Spring is a time of refreshment and renewal. “The flowers appear on the earth, the time of singing has come, and the voice of the turtledove is heard in our land” (Song of Songs, 2:12). Inspired by nature, we spring clean our homes, store away our winter clothes and bring out our summer ones. On Passover, the Festival of Spring, Jews refresh their collective memory and reconnect to it. As the Mishnah (Pesahim,10:5) instructs:
In every generation a person must regard himself as though he personally had gone out of Egypt, as it is said: “And you shall tell your son in that day, saying: ‘It is because of what the Lord did for me when I came forth out of Egypt.’”

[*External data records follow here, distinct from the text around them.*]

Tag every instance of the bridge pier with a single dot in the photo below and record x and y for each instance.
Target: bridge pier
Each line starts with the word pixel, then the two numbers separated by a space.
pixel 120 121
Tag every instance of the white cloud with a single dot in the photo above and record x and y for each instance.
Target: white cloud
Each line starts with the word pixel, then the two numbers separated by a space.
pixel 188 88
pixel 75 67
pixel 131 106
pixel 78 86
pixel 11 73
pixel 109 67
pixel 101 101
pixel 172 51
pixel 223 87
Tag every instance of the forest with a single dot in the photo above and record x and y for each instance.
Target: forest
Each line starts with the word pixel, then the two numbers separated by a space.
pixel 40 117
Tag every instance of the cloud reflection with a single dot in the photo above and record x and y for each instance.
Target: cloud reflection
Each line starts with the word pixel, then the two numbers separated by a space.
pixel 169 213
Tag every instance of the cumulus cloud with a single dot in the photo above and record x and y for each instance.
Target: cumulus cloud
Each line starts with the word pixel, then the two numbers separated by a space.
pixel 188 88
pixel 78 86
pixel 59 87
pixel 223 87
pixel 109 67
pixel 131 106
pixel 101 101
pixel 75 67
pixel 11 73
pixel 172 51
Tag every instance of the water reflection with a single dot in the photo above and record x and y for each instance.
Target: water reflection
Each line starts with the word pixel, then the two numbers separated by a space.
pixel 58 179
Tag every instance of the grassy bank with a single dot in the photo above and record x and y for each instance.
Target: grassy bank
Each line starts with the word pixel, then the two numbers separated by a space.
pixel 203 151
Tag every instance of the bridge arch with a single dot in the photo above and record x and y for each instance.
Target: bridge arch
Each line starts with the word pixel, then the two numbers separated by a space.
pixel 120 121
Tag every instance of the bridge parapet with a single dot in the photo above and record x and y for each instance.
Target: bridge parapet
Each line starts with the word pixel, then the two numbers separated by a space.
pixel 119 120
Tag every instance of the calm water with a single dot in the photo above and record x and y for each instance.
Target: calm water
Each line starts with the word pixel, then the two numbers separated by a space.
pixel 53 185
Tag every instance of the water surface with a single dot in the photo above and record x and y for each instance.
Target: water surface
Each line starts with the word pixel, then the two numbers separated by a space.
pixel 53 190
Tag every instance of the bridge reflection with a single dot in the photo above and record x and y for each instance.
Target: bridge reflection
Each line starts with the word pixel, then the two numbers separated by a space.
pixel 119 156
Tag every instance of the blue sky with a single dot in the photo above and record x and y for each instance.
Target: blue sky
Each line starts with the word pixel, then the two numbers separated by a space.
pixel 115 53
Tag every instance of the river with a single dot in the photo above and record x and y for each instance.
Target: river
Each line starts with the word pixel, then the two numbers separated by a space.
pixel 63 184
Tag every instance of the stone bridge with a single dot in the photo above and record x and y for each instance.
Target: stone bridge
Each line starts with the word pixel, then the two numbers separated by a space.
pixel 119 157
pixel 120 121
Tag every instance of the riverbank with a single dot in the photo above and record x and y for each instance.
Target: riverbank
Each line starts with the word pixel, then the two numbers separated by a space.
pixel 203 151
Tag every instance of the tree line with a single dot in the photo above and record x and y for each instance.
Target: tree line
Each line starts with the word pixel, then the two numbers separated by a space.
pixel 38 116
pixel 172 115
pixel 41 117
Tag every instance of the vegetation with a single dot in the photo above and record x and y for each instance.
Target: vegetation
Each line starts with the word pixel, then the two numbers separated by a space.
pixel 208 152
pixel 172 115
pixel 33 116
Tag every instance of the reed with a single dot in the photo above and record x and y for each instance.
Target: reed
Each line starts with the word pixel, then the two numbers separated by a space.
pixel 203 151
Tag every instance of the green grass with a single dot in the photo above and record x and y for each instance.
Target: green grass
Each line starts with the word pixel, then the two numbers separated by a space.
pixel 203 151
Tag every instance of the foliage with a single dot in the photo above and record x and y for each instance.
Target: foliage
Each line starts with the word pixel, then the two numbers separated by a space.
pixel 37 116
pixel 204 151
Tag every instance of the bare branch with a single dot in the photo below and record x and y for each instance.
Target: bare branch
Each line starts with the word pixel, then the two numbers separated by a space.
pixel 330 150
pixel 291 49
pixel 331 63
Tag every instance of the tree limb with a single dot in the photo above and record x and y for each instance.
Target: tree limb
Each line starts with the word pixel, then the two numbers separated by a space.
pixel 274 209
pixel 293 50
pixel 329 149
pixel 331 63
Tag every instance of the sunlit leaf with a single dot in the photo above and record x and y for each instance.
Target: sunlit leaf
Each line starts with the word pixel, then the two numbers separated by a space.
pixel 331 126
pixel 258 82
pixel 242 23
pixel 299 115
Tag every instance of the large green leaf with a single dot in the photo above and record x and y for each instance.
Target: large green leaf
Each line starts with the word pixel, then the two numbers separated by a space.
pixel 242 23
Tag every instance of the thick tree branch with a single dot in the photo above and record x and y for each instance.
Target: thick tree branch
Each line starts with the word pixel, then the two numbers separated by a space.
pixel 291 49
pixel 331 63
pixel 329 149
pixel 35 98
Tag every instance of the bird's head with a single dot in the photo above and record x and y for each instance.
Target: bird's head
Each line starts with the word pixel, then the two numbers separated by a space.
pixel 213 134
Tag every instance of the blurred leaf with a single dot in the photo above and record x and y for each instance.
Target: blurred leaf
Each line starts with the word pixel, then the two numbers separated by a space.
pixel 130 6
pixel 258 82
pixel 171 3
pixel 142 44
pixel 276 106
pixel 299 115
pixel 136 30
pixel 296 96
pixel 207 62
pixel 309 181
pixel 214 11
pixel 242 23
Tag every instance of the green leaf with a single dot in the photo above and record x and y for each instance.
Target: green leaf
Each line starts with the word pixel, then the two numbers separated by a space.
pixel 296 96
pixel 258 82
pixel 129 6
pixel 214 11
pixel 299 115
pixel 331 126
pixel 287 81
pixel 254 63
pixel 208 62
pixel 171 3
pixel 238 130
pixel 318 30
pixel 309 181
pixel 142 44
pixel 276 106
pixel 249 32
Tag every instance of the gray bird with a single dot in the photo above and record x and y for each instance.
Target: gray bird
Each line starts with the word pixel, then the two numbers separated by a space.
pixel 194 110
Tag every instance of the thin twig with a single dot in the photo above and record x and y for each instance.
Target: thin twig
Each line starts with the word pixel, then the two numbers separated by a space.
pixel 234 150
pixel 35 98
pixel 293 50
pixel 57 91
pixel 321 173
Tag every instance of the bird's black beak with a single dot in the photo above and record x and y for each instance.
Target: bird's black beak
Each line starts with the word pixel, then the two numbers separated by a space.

The online age has brought new kinds of refreshment into our lives. A click on the ↻ symbol next to the address field in our web browser, or a press of the F5 button on our keyboard, reloads website content, updating what we see on our screen. However, this kind of refreshment is a shallow one; much of what you see on the screen is generated from data stored previously in the browser’s cache. For deeper refreshment, you can press CTRL+F5. This cleans out the cache and downloads all the site’s content anew.
Marie Kondo, in her bestselling book, The Life-Changing Magic of Tidying Up, recommends the latter approach when decluttering our homes. Each item must be taken out of storage, held individually, and subjected to the question: Does this bring me joy? If the answer isn't an enthusiastic “Yes!”, the item has to go.
Some of the most significant moments of our lives are those in which we hold our most deeply cherished beliefs, values or practices to a similarly demanding test. Is this really what I believe, care about or want to do? Or am I thinking and acting out of habit?
This spring, I wish us the courage to clean out the cache and refresh deeply.